En même temps, à plus long terme, la guerre provoqua l’apparition de sentiments nouveaux : « La dernière classe » ou encore d’autres parmi les Contes du Lundi, d’Alphonse Daudet, La Débâcle de Zola, le monu­ment aux morts de Paray-le-Monial (l’un des premiers, qui désormais commémore non seulement 1870, mais aussi 1914, 1939, et les « guerres de décolonisation ») évoquent une vision nouvelle de la guerre : on ne célèbre plus seulement les chefs héroïques, mais tous les combattants, désormais individualisés, et aussi les civils victimes de la guerre. Cela correspond aussi à une nouvelle définition du patriotisme, moins idéolo­gique, plus charnelle (« La Terre et les morts », de Barrès). Cela annonce une nouvelle conscience nationale, qui passera au premier plan en 1914-1918.

Dernier domaine où les historiens renouvellent leur approche de la guerre franco-prussienne : son impact sur l’évolution du système euro­péen. Du Congrès de Paris de 1856 à 1870, Paris en occupait le centre. De 1871 à 1914, c’était Berlin. Ce fut la conséquence majeure de 1870. Mais le « concert européen » changea alors de sens. Depuis 1815 et le Congrès de Vienne, il était entendu qu’il n’y aurait pas d’alliance en temps de paix, car les grandes puissances devaient maintenir entre elles un « concert » (c’est-à-dire une concertation) permanent pour gérer le système et ses crises. Certes, la guerre restait licite quand la négociation avait échoué, mais le système veillait à maintenir le conflit circonscrit. Ce fut ce qui se passa en 1870 : les autres puissances laissèrent la France et la Prusse s’expliquer. C’était Paris qui avait déclaré la guerre, et la France avait fait la guerre à la Russie en Crimée en 1854, à l’Autriche en 1859, et elle avait inquiété la Grande-Bretagne en 1869 en évoquant des visées sur le Luxembourg et la Belgique.

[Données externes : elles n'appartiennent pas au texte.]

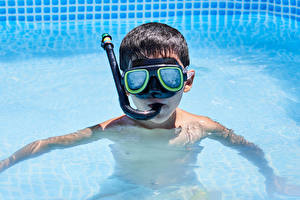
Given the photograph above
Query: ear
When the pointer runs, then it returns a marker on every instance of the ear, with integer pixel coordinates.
(189, 82)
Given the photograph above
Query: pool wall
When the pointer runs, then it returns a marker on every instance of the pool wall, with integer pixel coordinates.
(78, 10)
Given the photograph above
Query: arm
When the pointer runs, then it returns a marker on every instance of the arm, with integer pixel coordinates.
(43, 146)
(255, 155)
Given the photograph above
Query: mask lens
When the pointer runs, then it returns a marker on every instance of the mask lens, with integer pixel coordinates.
(171, 78)
(136, 80)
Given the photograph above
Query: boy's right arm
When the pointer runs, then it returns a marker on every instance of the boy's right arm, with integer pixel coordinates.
(42, 146)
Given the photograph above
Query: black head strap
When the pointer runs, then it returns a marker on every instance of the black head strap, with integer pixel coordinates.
(154, 61)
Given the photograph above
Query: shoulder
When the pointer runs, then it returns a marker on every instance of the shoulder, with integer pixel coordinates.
(205, 122)
(117, 122)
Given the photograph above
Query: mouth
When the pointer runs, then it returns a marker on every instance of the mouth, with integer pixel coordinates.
(155, 105)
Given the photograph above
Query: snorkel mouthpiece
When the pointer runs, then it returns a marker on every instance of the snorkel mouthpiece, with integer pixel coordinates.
(107, 45)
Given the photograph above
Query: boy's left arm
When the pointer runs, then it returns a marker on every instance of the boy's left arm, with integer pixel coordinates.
(254, 154)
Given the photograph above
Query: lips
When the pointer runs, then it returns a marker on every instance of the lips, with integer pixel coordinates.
(156, 105)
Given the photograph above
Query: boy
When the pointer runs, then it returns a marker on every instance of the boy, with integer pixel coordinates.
(171, 135)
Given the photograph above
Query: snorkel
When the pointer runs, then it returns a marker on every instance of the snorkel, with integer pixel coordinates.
(107, 45)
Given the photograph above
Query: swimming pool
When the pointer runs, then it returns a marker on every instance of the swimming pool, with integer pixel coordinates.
(54, 79)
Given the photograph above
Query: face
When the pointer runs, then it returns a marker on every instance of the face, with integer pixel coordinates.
(169, 105)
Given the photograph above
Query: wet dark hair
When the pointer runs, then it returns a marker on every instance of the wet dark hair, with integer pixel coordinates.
(153, 39)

Il lui arriva donc la même chose qu’en 1840 : l’Europe tomba d’accord pour que soit ramené à plus de réserve le perturbateur à répétition depuis 1789. Et l’unification alle­mande, encore considérée avec inquiétude par les puissances européen­nes en 1848-1849, lors du « Printemps des peuples », est désormais acceptée et reconnue par les Puissances lors du Congrès de Londres, fin janvier 1871 (en l’absence de la France).

Mais Bismarck, obsédé au-delà du raisonnable par une possible « revanche » française, va briser un tabou : il va constituer dès 1873 une alliance permanente dès le temps de paix, l’« Entente des Trois empe­reurs ». Mais en réaction et de fil en aiguille cela conduisit à la division de l’Europe entre deux systèmes d’alliance : la Triplice autour de Berlin, la Triple Entente entre la France, la Russie et le Royaume-Uni. La scène était prête pour 1914. « Ceux de 14 » étaient conscients de ce retour, et étaient obsédés par les souvenirs de 1870.